=============================
Audio loading troubleshooting
=============================

This page is intended to document how to install audio backends and
provides troubleshooting steps for your audio loading troubles.

Introduction
============

SpeechBrain now uses `soundfile <https://pypi.org/project/soundfile/>`_ as the
sole supported audio I/O backend through the :mod:`speechbrain.dataio.audio_io` module.

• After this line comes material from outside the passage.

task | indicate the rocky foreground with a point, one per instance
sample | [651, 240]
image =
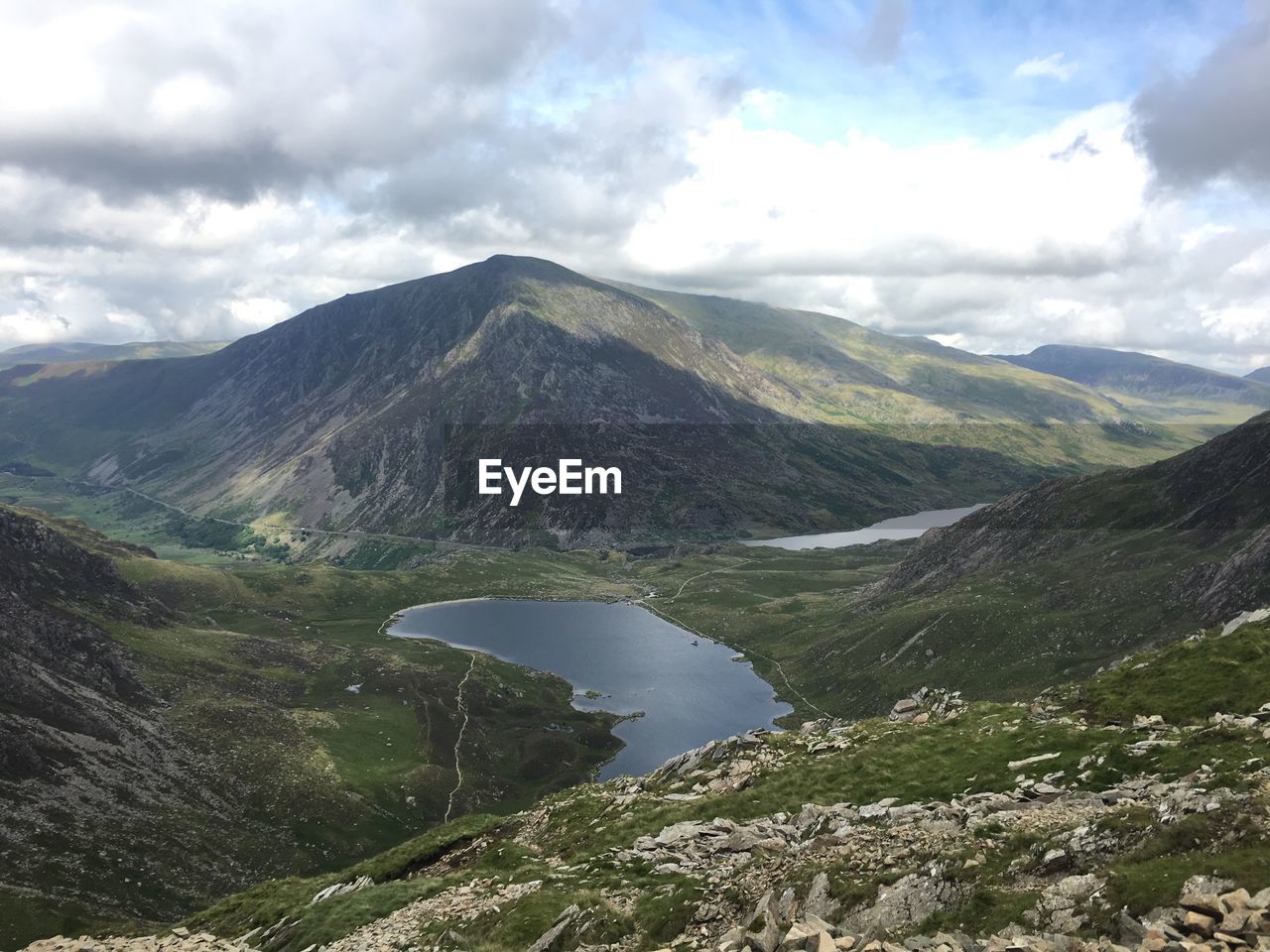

The soundfile backend supports most common audio formats including:
``wav``, ``flac``, and ``mp3``. For advanced format support or issues,
please refer to the sections below.

.. note::
   **Legacy torchaudio backends**: SpeechBrain previously used torchaudio for
   audio I/O, which supported three backends: ``ffmpeg``, ``sox`` and ``soundfile``.
   However, torchaudio 2.9 deprecated all audio I/O support so SpeechBrain
   now relies on ``soundfile`` directly for audio I/O.

Recommended install steps
=========================

The pip package `soundfile` is a dependency of SpeechBrain and should be automatically
installed when you install SpeechBrain.
Starting with SoundFile 0.12.0, the pip package bundles a prebuilt ``libsndfile``
for most platforms (Windows, macOS, Linux), so it typically works out of the box
when installed via pip.

If you encounter issues with audio loading:

- **Update soundfile**: Try running ``pip install --upgrade soundfile`` to get
  the latest version with updated ``libsndfile`` binaries.

- **On Linux with superuser rights**: Install ``libsndfile`` through your
  distribution's package manager (e.g., ``sudo apt install libsndfile1`` on
  Ubuntu/Debian).

- **For advanced codec support**: If you need to work with formats not supported
  by soundfile (e.g., AAC/M4A), you may need to convert your audio files
  to a supported format like WAV or FLAC using external tools such as ``ffmpeg``.

- **Check installation**: You can verify soundfile is working by running:

  .. code-block:: python

      import soundfile as sf
      print(sf.__version__)
      print(sf.available_formats())

SpeechBrain Audio I/O API
==========================

SpeechBrain provides its own audio I/O interface through the
:mod:`speechbrain.dataio.audio_io` module. Usage example:

.. code-block:: python

    from speechbrain.dataio import audio_io

    # Load audio file
    audio, sample_rate = audio_io.load("path/to/audio.wav")

    # Get audio metadata
    info = audio_io.info("path/to/audio.wav")
    print(info.sample_rate, info.duration, info.channels)

    # Save audio file
    audio_io.save("output.wav", audio, sample_rate)

This API is compatible with the previous torchaudio-based interface, making
migration straightforward.